When Kate was nine, my parents moved to England. My father got posted there and they rented a house in Pinner, near his new job. I was twenty-five at the time and because the house in Holland was large and I had no social life to speak of, I still lived at home. Dad was often away on business trips anyway and my mum liked having someone around to open jars and change light bulbs. It also meant there was always someone home for Kate, because mother often worked evenings and nights, as supervisor in a retirement home.
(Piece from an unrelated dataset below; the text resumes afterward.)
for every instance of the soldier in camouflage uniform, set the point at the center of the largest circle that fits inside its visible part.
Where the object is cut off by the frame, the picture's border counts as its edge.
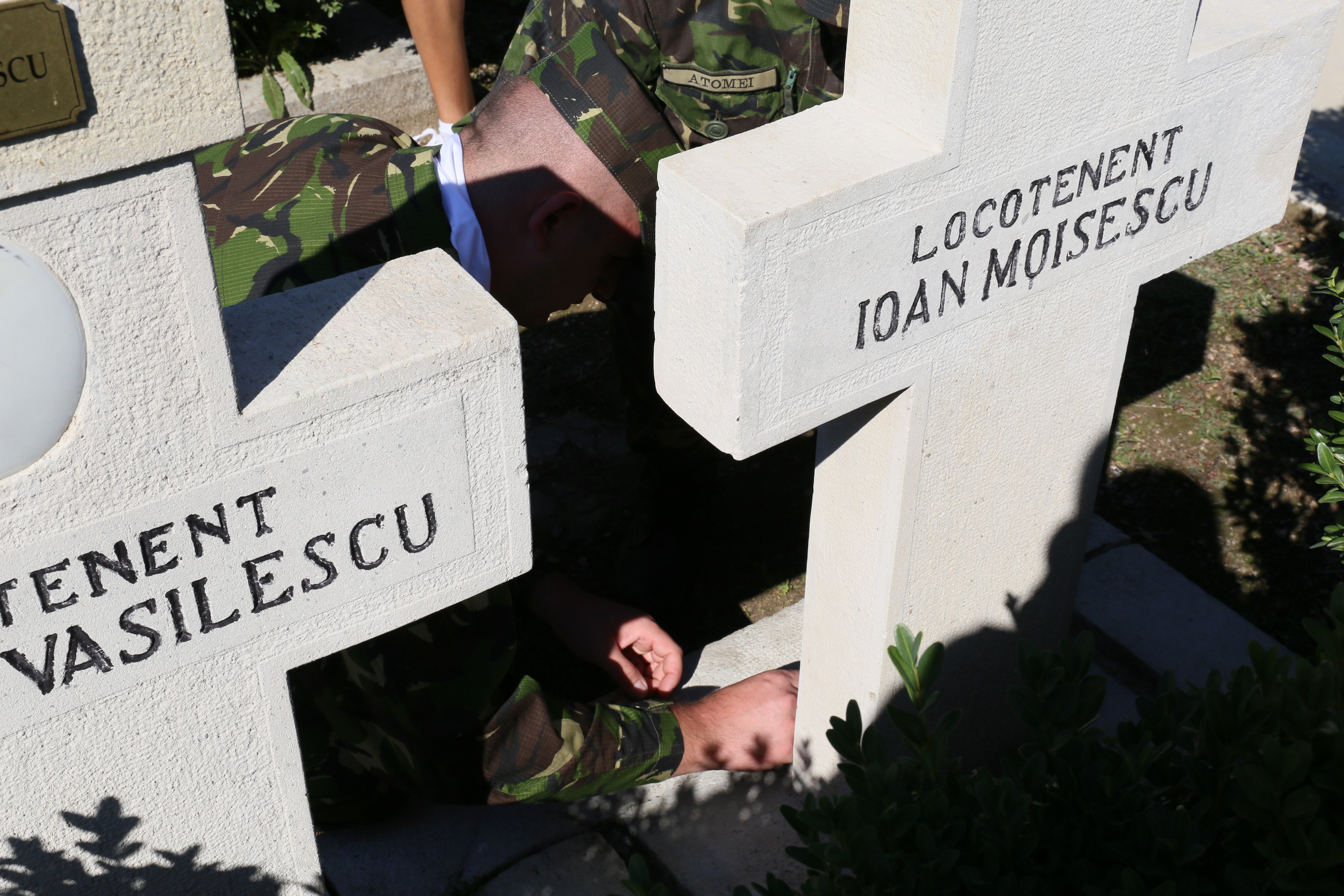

Living at home gave me the opportunity to try lots of different jobs without worrying too much about paying the rent, and so I like to tell myself it helped make me into quite a rounded individual. I’ve tried my hand at a lot of things: journalism, making music, being a tour guide and setting up my own web development business amongst them. I had a future in most things, but there was always something new to explore.
I got my diplomas, of course; I tried mathematics for a while but it wasn’t for me; even a shy guy like me was more of a people person than my typical classmate; I nearly went nuts dealing with those people. And so I ended up with a humble BA in business studies and some certificates that only make sense if you know the Dutch higher education system of the nineties. My CV doesn’t exactly translate well, unless I add a brief history of education reforms in the Netherlands, going back to just before the Dutch Republic of 1581. My BA, for instance, was awarded a year after I had graduated from an institution called ‘HBO’. No, not the movie channel. You can see how this got confusing, so they tried to align the system with international standards and that’s how I and a few hundred thousand others found a BA in the mail one day. I just found it amusing and said: ‘I pity the fool!’ a lot. To myself, mostly.